Jargon & Basic Concepts from Hays’s Statistics
Discrete functions take only specific values (integers;1, 2, 3, etc.). There are no values in between. One has 0, 1, 2 etc. brothers and sisters. One does not have 2.5 brothers. Continuous functions take continuous values such that between any two values is always a third. Between 1 and 2 is 1.5. Between 1 and 1.5 is 1.25 and so on. Height and weight are continuous, at least conceptually. In practice, there are limits to the precision of measurement. Mathematically, continuous and discrete functions are worlds apart. People who specialize in one typically have little to say to people who specialize in the other. Discrete functions are typically easier to introduce and to understand as the basis of probability theory. On the other hand, the functions we typically use are continuous. A discrete function we will use: the binomial. A continuous function we will use: the normal.
A sample space is the set of possible outcomes of an experiment or process. If we flip a coin once, the sample space is H or T (heads or tails). A sample space for height of adults in the U.S. is all possible height measurements that might be taken (hard to say for sure, might be from about 3 feet to about 8 feet). A sample space is important for statistical work because notions of probability come from counting what is (our result) and what is possible (the sample space). For example, in a deck of cards, the sample space for dealing a single card has 52 values. The probability of drawing an ace of any sort or an ace of spades is compared to the 52 possibilities.

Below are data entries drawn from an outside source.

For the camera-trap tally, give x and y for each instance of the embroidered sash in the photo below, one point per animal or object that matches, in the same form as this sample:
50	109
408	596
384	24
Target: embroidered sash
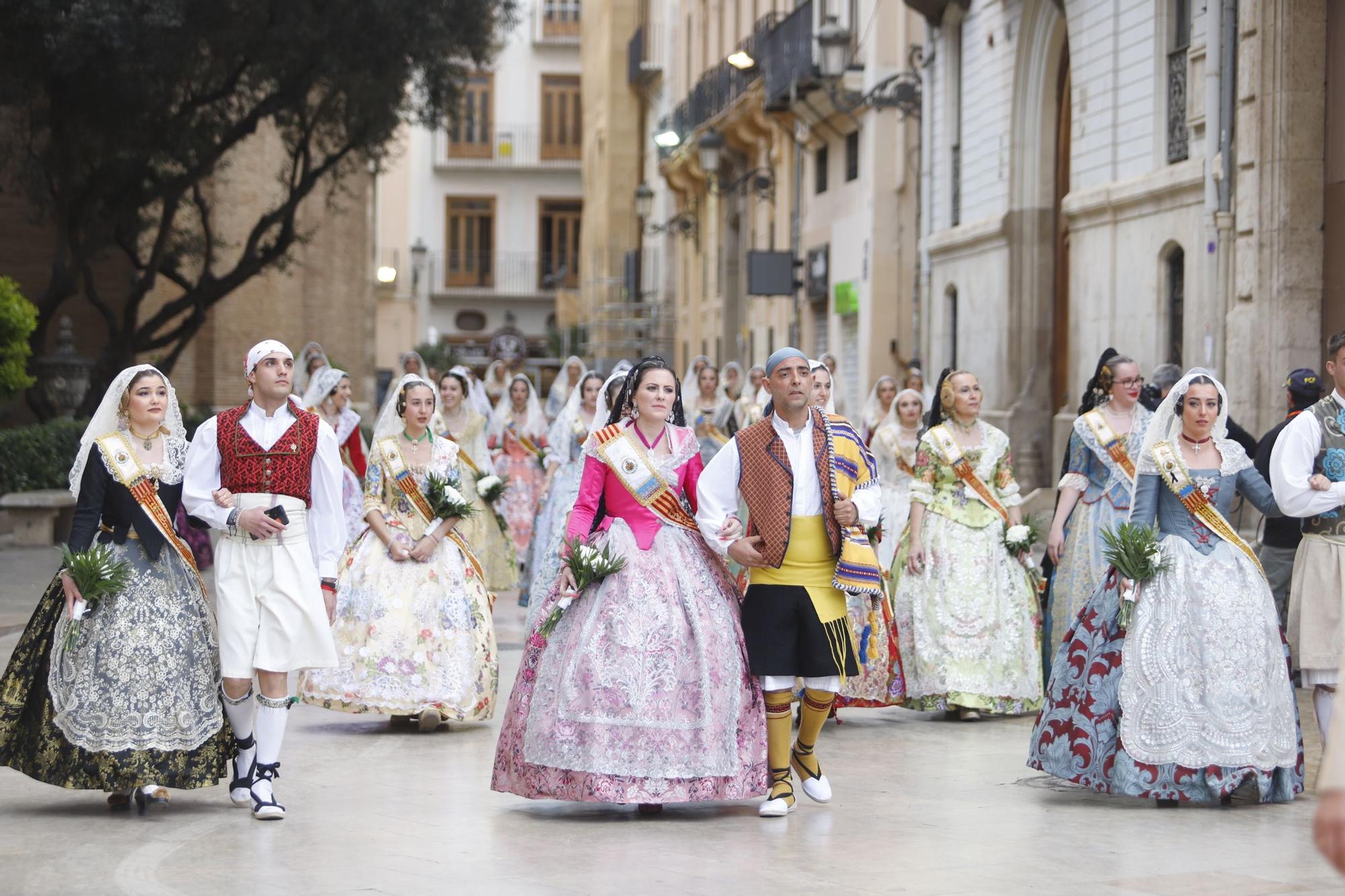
1198	502
404	478
131	474
633	469
1112	443
952	454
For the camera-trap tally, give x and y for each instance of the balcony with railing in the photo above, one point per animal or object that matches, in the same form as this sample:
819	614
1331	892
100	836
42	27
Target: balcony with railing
485	145
790	58
556	22
501	274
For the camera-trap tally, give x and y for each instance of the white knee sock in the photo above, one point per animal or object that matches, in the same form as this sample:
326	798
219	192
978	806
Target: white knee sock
272	713
1324	701
241	720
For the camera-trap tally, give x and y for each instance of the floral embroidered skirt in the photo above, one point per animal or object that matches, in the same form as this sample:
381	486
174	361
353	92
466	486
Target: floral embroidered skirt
410	637
642	694
968	623
1199	689
134	701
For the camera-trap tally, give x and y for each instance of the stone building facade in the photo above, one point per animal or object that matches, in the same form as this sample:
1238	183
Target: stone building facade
1081	193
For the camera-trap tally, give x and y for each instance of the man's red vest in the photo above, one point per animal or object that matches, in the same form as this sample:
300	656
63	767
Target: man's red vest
286	470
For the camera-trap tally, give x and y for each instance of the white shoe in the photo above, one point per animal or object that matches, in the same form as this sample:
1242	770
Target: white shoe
817	788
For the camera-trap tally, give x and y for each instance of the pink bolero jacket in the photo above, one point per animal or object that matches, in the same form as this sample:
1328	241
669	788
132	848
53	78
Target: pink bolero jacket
601	482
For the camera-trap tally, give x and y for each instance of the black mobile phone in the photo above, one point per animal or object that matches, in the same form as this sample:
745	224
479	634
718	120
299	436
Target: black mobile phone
276	513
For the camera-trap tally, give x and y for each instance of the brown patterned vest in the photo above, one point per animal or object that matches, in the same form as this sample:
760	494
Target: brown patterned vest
1331	460
766	483
286	470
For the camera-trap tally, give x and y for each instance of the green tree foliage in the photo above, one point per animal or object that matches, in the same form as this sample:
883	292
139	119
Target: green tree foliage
18	321
120	111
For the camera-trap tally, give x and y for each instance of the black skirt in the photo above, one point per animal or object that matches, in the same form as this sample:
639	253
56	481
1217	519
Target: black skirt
785	635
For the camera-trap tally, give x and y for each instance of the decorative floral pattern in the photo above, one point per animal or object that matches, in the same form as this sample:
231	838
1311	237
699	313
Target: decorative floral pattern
410	635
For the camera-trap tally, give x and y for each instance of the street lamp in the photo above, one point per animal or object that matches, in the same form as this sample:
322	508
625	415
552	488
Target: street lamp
833	46
644	201
709	150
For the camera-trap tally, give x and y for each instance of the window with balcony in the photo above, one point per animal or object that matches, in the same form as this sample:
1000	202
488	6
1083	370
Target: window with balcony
563	119
560	18
470	241
471	135
559	244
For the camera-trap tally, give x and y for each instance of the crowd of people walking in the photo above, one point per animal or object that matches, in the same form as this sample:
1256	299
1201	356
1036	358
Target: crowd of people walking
774	553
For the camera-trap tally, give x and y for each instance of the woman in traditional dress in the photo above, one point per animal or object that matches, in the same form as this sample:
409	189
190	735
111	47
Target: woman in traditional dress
414	628
1096	486
564	466
642	693
712	413
1195	700
517	439
126	700
329	397
965	607
457	420
567	378
311	360
496	382
878	407
822	382
882	681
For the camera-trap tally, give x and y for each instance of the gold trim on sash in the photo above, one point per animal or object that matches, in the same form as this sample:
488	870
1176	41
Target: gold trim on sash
629	460
404	478
952	452
131	473
1112	442
1175	474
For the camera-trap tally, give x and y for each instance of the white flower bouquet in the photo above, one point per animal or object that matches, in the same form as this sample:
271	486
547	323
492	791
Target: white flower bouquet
1136	555
446	501
492	487
98	575
588	565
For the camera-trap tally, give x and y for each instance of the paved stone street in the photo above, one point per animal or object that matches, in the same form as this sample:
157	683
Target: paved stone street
921	806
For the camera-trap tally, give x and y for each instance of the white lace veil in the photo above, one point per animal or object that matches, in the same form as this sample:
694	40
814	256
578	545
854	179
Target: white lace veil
389	421
1167	424
871	412
605	411
535	425
325	380
108	419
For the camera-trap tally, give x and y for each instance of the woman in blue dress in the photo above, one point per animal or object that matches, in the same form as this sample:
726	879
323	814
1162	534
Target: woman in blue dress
1096	485
1195	700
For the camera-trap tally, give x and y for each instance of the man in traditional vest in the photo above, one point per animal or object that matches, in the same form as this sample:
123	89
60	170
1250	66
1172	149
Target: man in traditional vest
786	469
1313	444
275	581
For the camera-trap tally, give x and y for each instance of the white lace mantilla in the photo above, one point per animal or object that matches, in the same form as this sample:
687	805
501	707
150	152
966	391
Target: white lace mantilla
1204	680
169	471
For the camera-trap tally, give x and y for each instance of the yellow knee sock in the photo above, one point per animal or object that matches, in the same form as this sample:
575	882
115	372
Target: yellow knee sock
817	705
778	724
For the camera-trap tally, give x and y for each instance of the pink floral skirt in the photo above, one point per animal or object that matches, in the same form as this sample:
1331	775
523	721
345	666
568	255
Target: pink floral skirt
642	694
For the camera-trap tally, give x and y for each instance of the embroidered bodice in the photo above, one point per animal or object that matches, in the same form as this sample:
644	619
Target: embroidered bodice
385	495
1156	502
938	487
1091	470
681	470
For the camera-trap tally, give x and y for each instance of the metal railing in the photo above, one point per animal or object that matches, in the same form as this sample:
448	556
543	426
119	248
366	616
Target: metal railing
1179	138
502	272
790	57
521	146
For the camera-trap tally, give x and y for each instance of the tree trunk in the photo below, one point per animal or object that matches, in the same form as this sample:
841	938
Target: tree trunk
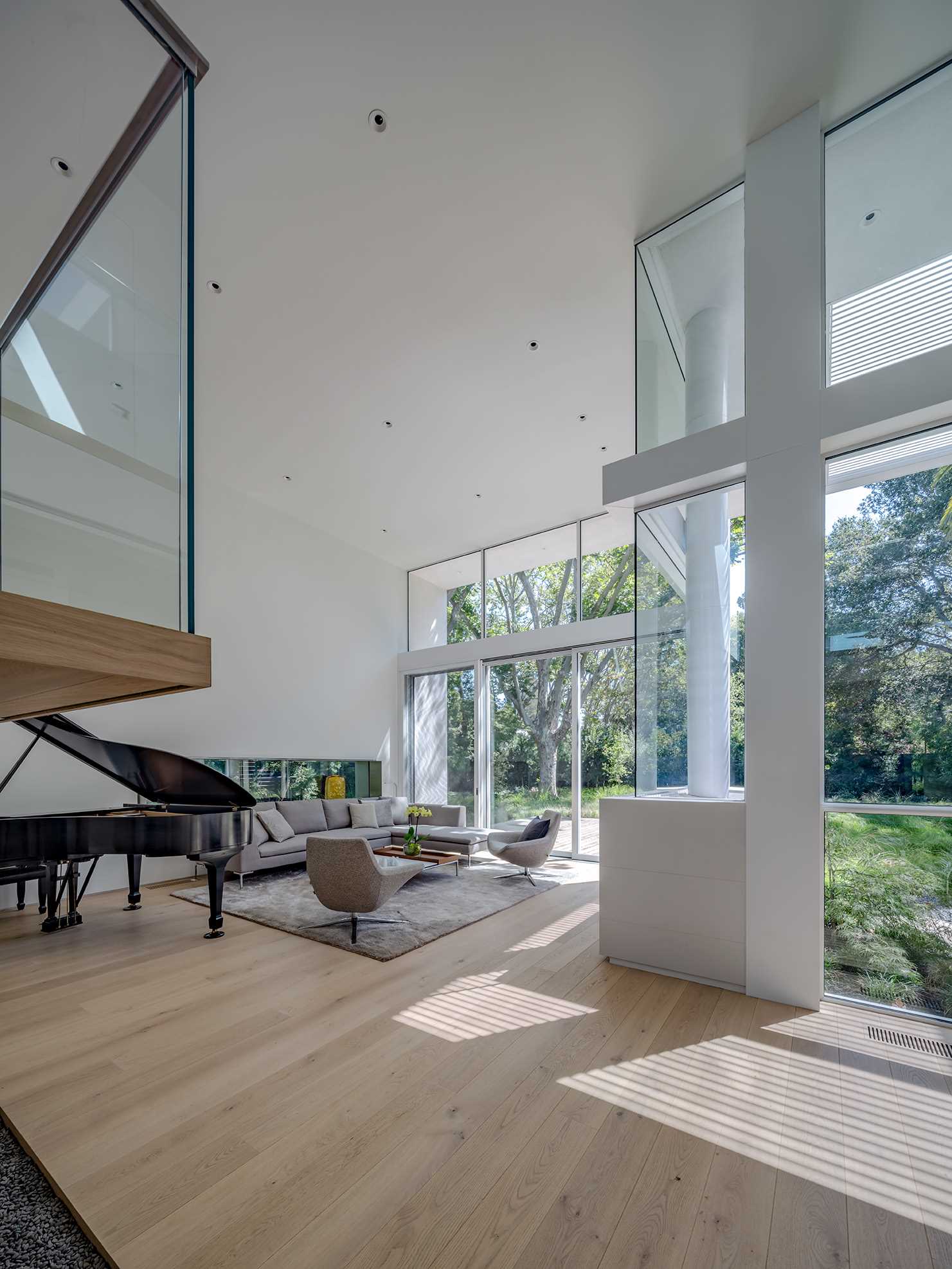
548	760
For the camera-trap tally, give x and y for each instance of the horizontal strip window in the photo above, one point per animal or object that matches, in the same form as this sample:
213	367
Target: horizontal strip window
892	323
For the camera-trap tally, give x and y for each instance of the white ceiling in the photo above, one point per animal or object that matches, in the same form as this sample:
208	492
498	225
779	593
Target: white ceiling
400	276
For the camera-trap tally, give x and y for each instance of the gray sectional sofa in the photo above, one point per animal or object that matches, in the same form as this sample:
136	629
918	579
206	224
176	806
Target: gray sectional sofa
327	818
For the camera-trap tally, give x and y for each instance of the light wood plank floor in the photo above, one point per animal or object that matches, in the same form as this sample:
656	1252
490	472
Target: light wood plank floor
501	1097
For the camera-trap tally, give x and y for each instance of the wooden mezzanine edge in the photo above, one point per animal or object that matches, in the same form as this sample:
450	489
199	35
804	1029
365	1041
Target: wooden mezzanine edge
58	658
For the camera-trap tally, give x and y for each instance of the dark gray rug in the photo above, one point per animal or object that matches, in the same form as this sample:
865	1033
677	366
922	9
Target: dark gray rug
37	1230
433	904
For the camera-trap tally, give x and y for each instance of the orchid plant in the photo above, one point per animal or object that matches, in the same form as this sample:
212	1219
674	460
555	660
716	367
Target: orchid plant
411	838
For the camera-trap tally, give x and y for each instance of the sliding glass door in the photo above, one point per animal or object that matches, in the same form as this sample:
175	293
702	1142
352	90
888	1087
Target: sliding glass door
889	724
607	735
442	736
531	742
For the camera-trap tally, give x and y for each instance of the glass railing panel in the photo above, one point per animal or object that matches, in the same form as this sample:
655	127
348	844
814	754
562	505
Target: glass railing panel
93	409
690	323
71	78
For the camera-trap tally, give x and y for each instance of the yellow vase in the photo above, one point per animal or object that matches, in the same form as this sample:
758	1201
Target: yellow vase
334	786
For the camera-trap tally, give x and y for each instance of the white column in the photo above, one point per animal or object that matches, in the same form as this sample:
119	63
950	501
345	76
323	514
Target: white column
647	715
707	595
784	248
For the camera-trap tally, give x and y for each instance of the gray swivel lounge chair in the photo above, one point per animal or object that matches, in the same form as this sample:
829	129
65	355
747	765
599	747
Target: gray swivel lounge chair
505	845
347	878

Collection of data. An array of scores on a single variable, e.g., measures of height, weight, classroom test scores, MMPI scores, rat bar presses, Beck Depression Inventory scores, Wonderlic scores, etc.
Relative frequency in a distribution. Two variants. With an observed frequency distribution, the relative frequency of scores. For example, if there are 14,000 male students and 20,000 female students at USF, then the probability of drawing (meeting, selecting) a male at random is 14,000/(14,000+20,000) = 14/34 = .41. With a theoretical distribution, probability is the expected relative distribution of scores. For example, with a fair coin, the expected relative frequency of heads is ˝. Discrete functions are said to have probabilities; continuous functions have probability densities. In continuous math, the point (e.g., a value of exactly 6 feet on the height distribution) has a probability of zero. There is some probability that people fall between 6 feet and 6 feet 1 inch; you have to specify an interval before there is an actual number of people or instances for the continuous distribution. Not so for the discrete distribution, where there frequencies for, e.g., 0 sisters, 1 sister, and so forth.
A process or procedure that has a binary outcome. For example, flipping a coin has an outcome of either H or T (only two things can happen). If we looked at the outcome of tossing a single die and coded whether the result was ‘1’ or ‘not 1,’ this would be a Bernoulli process. If two teams play a game and the result for team 1 is win or loss, this would be a Bernoulli process. On the other hand, if we allow ties, then we have 3 outcomes and we no longer have a Bernoulli process; if the coin lands on its side, same deal. The probability of the desired outcome (H or 1 or win) can vary across trials in a Bernoulli process. The probability that a football team will win against a given opponent can change across the football season as players develop in skill and players are benched due to injury or conduct violations.
A variable where known probabilities are associated with sample outcomes. Another way of saying random variable is that the shape of the distribution of the variable is known. For example, if a coin is fair, we know that the probability of heads is .5. If a distribution is normal, we know that about 95 percent of all scores lie between plus and minus 1.96 standard deviations from the mean. A random variable does NOT mean that nothing can be known about the outcome of a sample. It means that the probability of any observation being drawn is known or can be calculated.
An experiment carried out in such a way that independent trials are made from a fixed Bernoulli process results in a binomial distribution. For example, 10 flips of a fair coin result in a binomial distribution of heads. In 1000 tries of 10 flips, there will be so many instances of 0 heads, so many of 1 head, so many of 2 heads all the way to so many of 10 heads. The binomial is a discrete distribution that is used in solving relatively simple problems in probability, such a problems involving coins, dice and cards. The binomial is also related to the normal distribution. I would skip it, but Hays uses it a lot in his development of the logic behind statistical tests.
There is an error on p 141 in an equation about half way down for p(X=4;N=5,p).
On the far right, 5p4 should read 5p4q